The other retirement fees for all the other depts are bundled together on page 29 under #810000.

I will review your other questions that you have asked earlier about the police and fire retierment funds doubling, but as far as #450437 .. my report shows a figure of $166,000. I have the 10/15/12 issue of the budget. Which one are you reviewing?

Thanks again for your input and concerns.

Justin



Gary Wood said:



Justin Riccobono said:

Gary,

Yes,  The Landscape in NYS and most of the NE is starting to feel the Retirement $$$$ eating into their budgets.  The County recently ran a report that shows theirs also doubling.  As years progress, each contract is different ,  so it depends on when you started with the union as to which tier you fall under.  As NYS renegotiates the contracts each year,  most of the benefits drop somewhat, but the question is will it be enough to keep taxes at bay?   
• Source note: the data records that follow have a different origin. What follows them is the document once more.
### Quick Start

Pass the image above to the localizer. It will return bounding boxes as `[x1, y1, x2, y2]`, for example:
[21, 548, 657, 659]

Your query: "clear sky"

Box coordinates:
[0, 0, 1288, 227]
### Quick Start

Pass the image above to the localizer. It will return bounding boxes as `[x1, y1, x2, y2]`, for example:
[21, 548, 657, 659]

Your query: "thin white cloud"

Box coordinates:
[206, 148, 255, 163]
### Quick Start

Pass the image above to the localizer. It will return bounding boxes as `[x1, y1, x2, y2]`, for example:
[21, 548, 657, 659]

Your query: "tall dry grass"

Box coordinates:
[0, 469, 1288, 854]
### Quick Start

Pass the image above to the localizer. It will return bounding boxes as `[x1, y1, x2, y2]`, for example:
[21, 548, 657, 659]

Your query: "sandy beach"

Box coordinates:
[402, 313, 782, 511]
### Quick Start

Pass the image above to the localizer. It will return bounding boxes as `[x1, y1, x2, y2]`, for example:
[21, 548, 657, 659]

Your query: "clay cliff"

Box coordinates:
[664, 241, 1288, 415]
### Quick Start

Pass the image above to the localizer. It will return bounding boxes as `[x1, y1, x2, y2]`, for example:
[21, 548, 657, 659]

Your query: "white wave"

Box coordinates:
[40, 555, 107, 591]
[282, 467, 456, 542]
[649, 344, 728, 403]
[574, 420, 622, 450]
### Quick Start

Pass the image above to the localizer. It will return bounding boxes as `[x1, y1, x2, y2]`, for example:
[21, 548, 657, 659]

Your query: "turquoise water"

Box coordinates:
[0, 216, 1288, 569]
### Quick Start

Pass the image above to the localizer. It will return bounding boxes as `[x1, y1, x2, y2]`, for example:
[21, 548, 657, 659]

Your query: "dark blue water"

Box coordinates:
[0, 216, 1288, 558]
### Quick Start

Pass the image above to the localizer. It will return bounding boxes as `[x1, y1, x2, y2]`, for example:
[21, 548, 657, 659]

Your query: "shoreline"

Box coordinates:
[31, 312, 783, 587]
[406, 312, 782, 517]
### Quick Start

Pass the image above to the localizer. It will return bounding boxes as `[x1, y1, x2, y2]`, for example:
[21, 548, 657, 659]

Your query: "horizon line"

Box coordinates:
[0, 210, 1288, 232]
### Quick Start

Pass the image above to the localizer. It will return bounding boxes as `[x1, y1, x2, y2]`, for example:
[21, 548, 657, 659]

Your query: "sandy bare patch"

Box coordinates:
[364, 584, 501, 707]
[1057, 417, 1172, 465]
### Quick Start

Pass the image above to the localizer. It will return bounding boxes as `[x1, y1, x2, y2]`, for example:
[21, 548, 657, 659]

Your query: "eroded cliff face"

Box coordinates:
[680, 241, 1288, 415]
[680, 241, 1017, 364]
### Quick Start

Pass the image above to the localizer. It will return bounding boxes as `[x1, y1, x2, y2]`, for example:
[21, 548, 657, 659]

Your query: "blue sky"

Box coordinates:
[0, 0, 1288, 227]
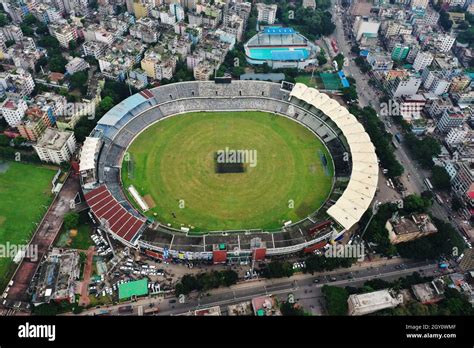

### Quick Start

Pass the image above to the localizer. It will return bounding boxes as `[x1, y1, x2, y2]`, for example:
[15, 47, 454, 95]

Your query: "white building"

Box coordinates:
[257, 3, 278, 24]
[399, 94, 426, 122]
[435, 34, 456, 53]
[82, 41, 107, 59]
[421, 68, 451, 95]
[33, 128, 76, 164]
[354, 17, 380, 41]
[66, 57, 89, 75]
[445, 127, 473, 147]
[388, 74, 421, 98]
[436, 108, 466, 133]
[347, 290, 401, 315]
[413, 52, 433, 71]
[49, 24, 77, 48]
[424, 10, 439, 25]
[0, 98, 28, 127]
[0, 24, 23, 42]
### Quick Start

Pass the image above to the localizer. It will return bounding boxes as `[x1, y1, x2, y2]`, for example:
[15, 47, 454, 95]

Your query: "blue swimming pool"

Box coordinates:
[249, 47, 309, 61]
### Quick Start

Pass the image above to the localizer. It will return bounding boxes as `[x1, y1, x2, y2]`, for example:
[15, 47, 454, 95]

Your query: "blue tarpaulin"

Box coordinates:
[263, 27, 295, 35]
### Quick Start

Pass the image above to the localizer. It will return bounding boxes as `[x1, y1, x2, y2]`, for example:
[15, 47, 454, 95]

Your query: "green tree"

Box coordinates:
[0, 13, 8, 27]
[321, 285, 349, 315]
[64, 212, 79, 230]
[431, 166, 451, 190]
[334, 53, 344, 70]
[0, 134, 11, 147]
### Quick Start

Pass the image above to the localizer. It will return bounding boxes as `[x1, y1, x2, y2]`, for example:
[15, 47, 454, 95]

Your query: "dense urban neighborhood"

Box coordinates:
[0, 0, 474, 343]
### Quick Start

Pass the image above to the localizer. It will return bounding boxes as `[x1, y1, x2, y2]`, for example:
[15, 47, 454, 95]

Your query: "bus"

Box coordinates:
[424, 178, 433, 191]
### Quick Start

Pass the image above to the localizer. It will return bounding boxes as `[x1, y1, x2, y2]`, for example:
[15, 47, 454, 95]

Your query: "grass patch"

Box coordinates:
[122, 112, 334, 231]
[0, 162, 56, 289]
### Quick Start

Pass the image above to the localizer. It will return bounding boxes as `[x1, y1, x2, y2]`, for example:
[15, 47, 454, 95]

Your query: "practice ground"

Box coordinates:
[122, 112, 334, 231]
[0, 162, 56, 285]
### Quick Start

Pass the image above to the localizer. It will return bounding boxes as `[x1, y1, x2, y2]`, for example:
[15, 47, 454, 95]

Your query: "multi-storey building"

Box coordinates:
[140, 47, 178, 80]
[387, 74, 421, 98]
[421, 68, 451, 95]
[436, 108, 466, 133]
[66, 57, 89, 75]
[413, 52, 433, 71]
[33, 128, 76, 164]
[48, 23, 78, 48]
[82, 41, 107, 60]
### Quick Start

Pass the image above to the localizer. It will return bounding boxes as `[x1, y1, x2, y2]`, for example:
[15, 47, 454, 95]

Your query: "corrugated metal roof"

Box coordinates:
[290, 83, 379, 229]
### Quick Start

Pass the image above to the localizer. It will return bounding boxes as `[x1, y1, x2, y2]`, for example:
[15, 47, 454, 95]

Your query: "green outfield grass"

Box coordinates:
[122, 112, 334, 231]
[0, 162, 56, 287]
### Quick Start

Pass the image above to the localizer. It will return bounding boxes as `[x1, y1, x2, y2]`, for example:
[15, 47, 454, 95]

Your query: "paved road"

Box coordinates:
[78, 259, 437, 315]
[149, 262, 437, 315]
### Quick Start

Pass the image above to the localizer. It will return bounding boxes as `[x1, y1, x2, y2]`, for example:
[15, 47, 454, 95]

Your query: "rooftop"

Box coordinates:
[36, 128, 74, 151]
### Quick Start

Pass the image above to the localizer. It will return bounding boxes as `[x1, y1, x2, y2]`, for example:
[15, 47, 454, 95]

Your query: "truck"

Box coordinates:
[395, 133, 402, 143]
[308, 220, 332, 236]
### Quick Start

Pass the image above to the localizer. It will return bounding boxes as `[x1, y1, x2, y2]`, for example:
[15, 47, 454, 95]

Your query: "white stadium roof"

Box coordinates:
[290, 83, 379, 230]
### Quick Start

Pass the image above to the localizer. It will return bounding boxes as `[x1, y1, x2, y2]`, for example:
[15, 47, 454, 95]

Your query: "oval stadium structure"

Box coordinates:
[80, 81, 379, 263]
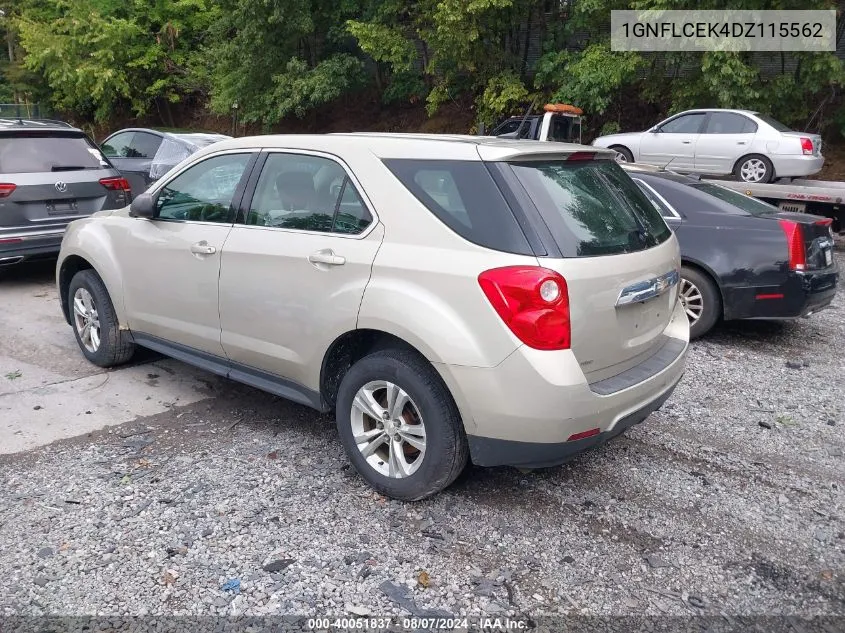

So the state negotiates the contracts with our City Police and Fire Depts.??

 

Also where in the budget are line items for other Dept. retirement fees(i.e. Public works ) etc.??

 

Again thanks for your answers


Anyone know where the proposed budget is on the city website ? Haven't hunted it down yet.

update - as is typical, as soon as I posted that comment, I found the budget details :

http://cityofbeacon.org/files/2013%20BUDGET%20REQUEST.pdf

Proposed Budget is on City Administrator page under documents and forms.



Justin Riccobono said:

Gary,


The other retirement fees for all the other depts are bundled together on page 29 under #810000.

I will review your other questions that you have asked earlier about the police and fire retierment funds doubling, but as far as #450437 .. my report shows a figure of $166,000. I have the 10/15/12 issue of the budget. Which one are you reviewing?

Thanks again for your input and concerns.

Justin



Justin,


Line item #450437 shows $259,638 expended in 2011,$100,000 budgeted for 2012(final figures not in since fiscal year still in progress and $166,000 projected for 2013 budget. This is for a total just south of a half a million dollars in Attorney fees for 3years,for litigation, in excess of budgeted Attorney fees.

 

Found #810000 thanks



Justin Riccobono said:

Gary,

The Local Union reps negotiate the contrscts directly with the City, however the state sets policy of what is and has been agreed upon. So if something is already in he contract and lets say they have been getting a 2% increase each year for the last ten years, then most likely they are going to want those same increases year by year. If we dont want to agree to those terms and they arent willing to budge, it goes to srbitartion, where the state chooses an arbitrator and they set the deal, which is typically not in the citys favor.

The other retirement fees for all the other depts are bundled together on page 29 under #810000.

I will review your other questions that you have asked earlier about the police and fire retierment funds doubling, but as far as #450437 .. my report shows a figure of $166,000. I have the 10/15/12 issue of the budget. Which one are you reviewing?

Thanks again for your input and concerns.

Justin



Justin,
Wondering if you were able to find what line item #450437 was???

Thanks for clarifying the issue with 501 non-profits falling under the umbrella protection of the state. If the city doesn't have any direct way to control an expanding demand for tax-free trash pickup, and there is a consensus opinion that it would be worthwhile to begin taxing non-profits for trash pickup, I just want to make sure we are not erasing the benefit of new income thanks to the cost of collection. Sometimes an attractive idea today becomes the giant problem of the future.

While it is fair to explore the tax impact of the non-profits in Beacon, I also think it's a disingenuous comment to suggest that if they represent 30% of our tax base today, that somehow in a matter of years it will represent 50% of our tax base. I'd like to see some facts to back that up.